Atenei medi, l’Università di Sassari ritorna al terzo posto

Pubblicata la classifica Censis delle istituzioni universitarie italiane, statali e private

Sassari. L’Università di Sassari ritorna al terzo posto nella classifica dei 16 atenei statali di medie dimensioni 2024-2025, redatta dal Centro studi Censis. La graduatoria del settore degli atenei che hanno una popolazione studentesca tra i diecimila e i ventimila iscritti vede al primo posto l’Università di Trento, che con il punteggio di 94,5 rispetto al 2023 mantiene la posizione, seguita, come lo scorso anno, dall’Università di Udine (93,2).

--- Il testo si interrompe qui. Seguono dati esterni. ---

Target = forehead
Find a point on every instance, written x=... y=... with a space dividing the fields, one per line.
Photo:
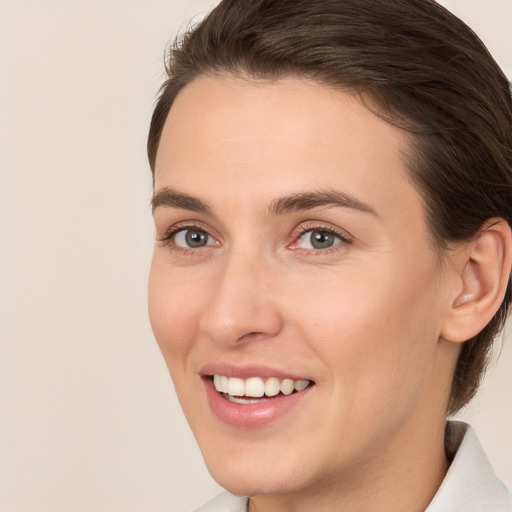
x=229 y=136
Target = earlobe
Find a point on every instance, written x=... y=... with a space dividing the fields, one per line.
x=484 y=273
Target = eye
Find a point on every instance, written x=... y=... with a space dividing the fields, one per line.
x=317 y=239
x=192 y=238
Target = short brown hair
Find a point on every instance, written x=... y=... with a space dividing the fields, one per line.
x=422 y=68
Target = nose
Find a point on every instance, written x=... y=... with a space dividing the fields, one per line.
x=243 y=304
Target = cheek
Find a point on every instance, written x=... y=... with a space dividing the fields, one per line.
x=173 y=313
x=375 y=333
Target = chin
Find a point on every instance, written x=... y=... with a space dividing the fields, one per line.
x=244 y=476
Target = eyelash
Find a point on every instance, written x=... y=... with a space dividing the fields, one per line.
x=174 y=230
x=345 y=239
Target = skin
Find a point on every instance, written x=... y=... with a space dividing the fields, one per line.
x=363 y=318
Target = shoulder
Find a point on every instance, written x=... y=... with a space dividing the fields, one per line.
x=470 y=484
x=225 y=502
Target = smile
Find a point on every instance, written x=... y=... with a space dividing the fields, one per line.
x=248 y=391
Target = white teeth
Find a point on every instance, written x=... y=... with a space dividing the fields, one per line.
x=301 y=384
x=272 y=387
x=224 y=384
x=236 y=387
x=256 y=387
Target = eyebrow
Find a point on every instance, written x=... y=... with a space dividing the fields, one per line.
x=309 y=200
x=290 y=203
x=171 y=198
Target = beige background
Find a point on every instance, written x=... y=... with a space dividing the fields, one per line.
x=88 y=417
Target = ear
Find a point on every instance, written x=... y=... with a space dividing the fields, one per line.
x=483 y=275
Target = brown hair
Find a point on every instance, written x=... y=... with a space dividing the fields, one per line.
x=422 y=68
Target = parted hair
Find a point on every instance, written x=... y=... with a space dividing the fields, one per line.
x=414 y=64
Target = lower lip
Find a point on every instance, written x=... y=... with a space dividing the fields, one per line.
x=252 y=415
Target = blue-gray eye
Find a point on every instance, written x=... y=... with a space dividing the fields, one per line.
x=318 y=239
x=192 y=238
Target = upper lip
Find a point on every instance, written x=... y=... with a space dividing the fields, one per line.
x=247 y=371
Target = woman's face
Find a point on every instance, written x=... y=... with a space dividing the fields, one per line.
x=292 y=250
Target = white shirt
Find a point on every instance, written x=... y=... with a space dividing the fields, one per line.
x=469 y=486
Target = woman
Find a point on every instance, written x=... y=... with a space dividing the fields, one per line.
x=333 y=206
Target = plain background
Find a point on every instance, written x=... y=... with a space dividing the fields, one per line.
x=88 y=417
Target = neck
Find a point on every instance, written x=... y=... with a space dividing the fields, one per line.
x=403 y=477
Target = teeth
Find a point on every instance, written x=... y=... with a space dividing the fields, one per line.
x=256 y=387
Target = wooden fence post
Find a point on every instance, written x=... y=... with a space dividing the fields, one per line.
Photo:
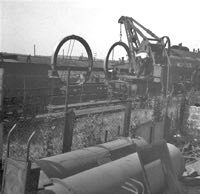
x=68 y=122
x=68 y=131
x=127 y=115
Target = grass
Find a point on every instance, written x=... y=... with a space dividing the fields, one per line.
x=88 y=131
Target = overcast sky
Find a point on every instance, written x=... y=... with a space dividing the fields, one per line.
x=44 y=22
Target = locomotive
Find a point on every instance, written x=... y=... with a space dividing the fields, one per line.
x=29 y=86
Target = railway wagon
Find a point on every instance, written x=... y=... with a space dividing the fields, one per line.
x=26 y=87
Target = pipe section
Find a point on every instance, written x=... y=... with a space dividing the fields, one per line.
x=110 y=177
x=68 y=164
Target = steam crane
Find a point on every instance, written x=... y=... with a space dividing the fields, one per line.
x=148 y=66
x=148 y=54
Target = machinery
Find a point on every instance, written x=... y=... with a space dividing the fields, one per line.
x=148 y=57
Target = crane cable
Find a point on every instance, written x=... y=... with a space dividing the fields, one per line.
x=69 y=48
x=72 y=47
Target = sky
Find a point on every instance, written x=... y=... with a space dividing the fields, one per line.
x=44 y=23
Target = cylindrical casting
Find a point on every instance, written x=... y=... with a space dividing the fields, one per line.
x=68 y=164
x=110 y=177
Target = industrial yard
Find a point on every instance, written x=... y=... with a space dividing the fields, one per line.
x=100 y=111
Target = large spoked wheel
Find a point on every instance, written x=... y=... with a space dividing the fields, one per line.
x=87 y=48
x=108 y=55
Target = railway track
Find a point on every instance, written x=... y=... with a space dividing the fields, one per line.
x=89 y=108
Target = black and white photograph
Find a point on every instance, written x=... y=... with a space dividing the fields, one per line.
x=99 y=97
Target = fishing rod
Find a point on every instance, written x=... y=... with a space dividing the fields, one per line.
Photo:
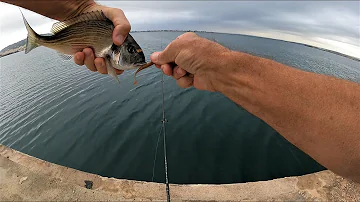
x=164 y=130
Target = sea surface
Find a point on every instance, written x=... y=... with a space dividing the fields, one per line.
x=63 y=113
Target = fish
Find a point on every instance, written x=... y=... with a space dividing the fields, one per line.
x=90 y=30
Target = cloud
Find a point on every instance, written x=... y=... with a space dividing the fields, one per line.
x=329 y=24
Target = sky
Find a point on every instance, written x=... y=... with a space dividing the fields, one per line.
x=333 y=25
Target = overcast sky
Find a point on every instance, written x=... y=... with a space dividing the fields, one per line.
x=329 y=24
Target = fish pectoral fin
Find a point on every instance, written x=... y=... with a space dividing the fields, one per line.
x=64 y=56
x=111 y=70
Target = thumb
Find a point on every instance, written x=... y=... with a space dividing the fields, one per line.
x=169 y=55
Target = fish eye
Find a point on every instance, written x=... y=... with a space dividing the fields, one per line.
x=131 y=49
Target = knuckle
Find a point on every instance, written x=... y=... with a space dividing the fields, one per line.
x=190 y=35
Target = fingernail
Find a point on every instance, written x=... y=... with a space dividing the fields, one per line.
x=155 y=56
x=179 y=71
x=102 y=64
x=121 y=38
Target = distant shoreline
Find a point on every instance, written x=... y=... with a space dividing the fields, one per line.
x=22 y=47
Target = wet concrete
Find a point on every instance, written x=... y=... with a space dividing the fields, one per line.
x=26 y=178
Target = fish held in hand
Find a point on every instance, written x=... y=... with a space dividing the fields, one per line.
x=90 y=30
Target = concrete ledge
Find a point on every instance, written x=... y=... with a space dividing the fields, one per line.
x=23 y=177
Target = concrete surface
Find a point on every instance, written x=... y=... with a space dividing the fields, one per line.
x=23 y=177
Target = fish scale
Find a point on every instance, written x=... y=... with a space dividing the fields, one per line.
x=90 y=30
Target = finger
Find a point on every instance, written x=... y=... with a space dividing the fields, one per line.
x=89 y=59
x=168 y=55
x=167 y=69
x=121 y=23
x=185 y=82
x=79 y=58
x=100 y=65
x=178 y=72
x=118 y=72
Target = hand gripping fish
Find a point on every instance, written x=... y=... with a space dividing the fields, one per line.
x=90 y=30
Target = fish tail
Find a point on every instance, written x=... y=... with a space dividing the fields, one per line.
x=32 y=38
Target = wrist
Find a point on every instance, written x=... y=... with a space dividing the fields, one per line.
x=233 y=69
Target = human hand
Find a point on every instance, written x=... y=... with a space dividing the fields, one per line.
x=122 y=28
x=192 y=61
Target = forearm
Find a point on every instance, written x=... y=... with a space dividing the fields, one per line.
x=58 y=10
x=319 y=114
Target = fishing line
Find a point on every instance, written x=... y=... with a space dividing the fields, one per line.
x=163 y=129
x=157 y=145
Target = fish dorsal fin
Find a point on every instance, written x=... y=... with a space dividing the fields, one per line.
x=93 y=15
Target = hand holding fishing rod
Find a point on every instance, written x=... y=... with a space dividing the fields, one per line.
x=317 y=113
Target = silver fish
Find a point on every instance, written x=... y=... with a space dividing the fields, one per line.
x=90 y=30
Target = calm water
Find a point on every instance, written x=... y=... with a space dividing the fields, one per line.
x=65 y=114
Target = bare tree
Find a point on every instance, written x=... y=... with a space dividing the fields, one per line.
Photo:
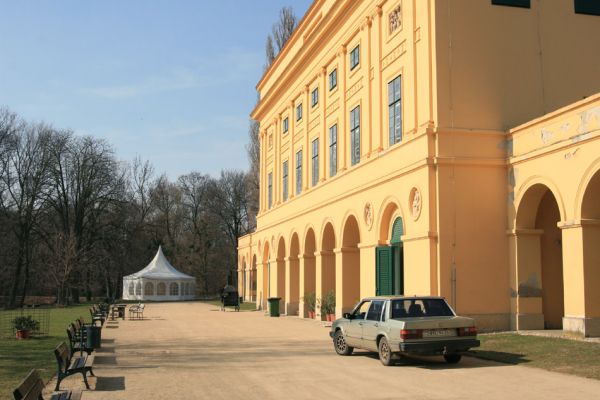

Con un punteggio complessivo di 91,7, Uniss conferma in particolare la qualità dei servizi offerti agli studenti. La classifica è il risultato di un’analisi approfondita su vari indicatori, tra cui i servizi erogati, le borse di studio e altri interventi a favore degli studenti, le strutture, la comunicazione e i servizi digitali, il livello di internazionalizzazione e l’occupabilità dei laureati.

L’Università di Sassari ha ottenuto anche quest’anno il primato nell’indicatore “strutture” con un punteggio di 110 (e non è certo una novità: già nel 2017 si rivendicava l’ottimo esito), che evidenzia l’efficiente rapporto tra i posti aula, le biblioteche e i laboratori disponibili rispetto al numero di iscritti. Il risultato, determinato anche dai significativi investimenti sulla riorganizzazione degli spazi di studio e lavoro condotti in questo triennio, sottolinea l’attenzione dell’Ateneo per garantire il benessere lavorativo agli studenti e al personale. Ottimi risultati sono stati raggiunti anche per l’indicatore “borse di studio”, con un secondo posto assoluto (punteggio 105), per i servizi agli studenti e per l’internazionalizzazione, parametro che colloca l’Ateneo sassarese a un meritato quarto posto. Sempre costante l’attenzione rivolta al miglioramento e la sicurezza informatica dei servizi digitali, mirati a potenziare l’infrastruttura ICT dell’Ateneo, per la popolazione studentesca e per il personale.

Si segnala, pur con le criticità presenti nel tessuto socioeconomico della nostra regione, un trend positivo per l’indicatore “occupabilità”, tasso di occupazione dei laureati a un anno dal conseguimento della laurea sul totale dei laureati, che evidenzia la qualità dell’offerta formativa in rapporto alle richieste del territorio.

«Sono particolarmente soddisfatto dei risultati ottenuti – dichiara il rettore Gavino Mariotti – che rappresentano una costante attenzione del nostro Ateneo verso la popolazione studentesca e che ci motivano a continuare a perseguire la qualità della formazione e della ricerca, al fine di contribuire significativamente allo sviluppo culturale e sociale dell’intera regione».

Le classifiche Censis, inoltre, hanno preso in considerazione i corsi di Studio. Risultati eccellenti sono stati ottenuti dai corsi in Architettura e Scienze Motorie, rispettivamente al secondo posto per le lauree triennali, con punteggi di 110 e 102. Il corso di Architettura si distingue anche nelle lauree magistrali, sempre al secondo posto dietro il Politecnico di Milano, mentre il corso di Veterinaria emerge nel ciclo unico con un ottimo secondo posto assoluto, dopo l’Ateneo di Padova.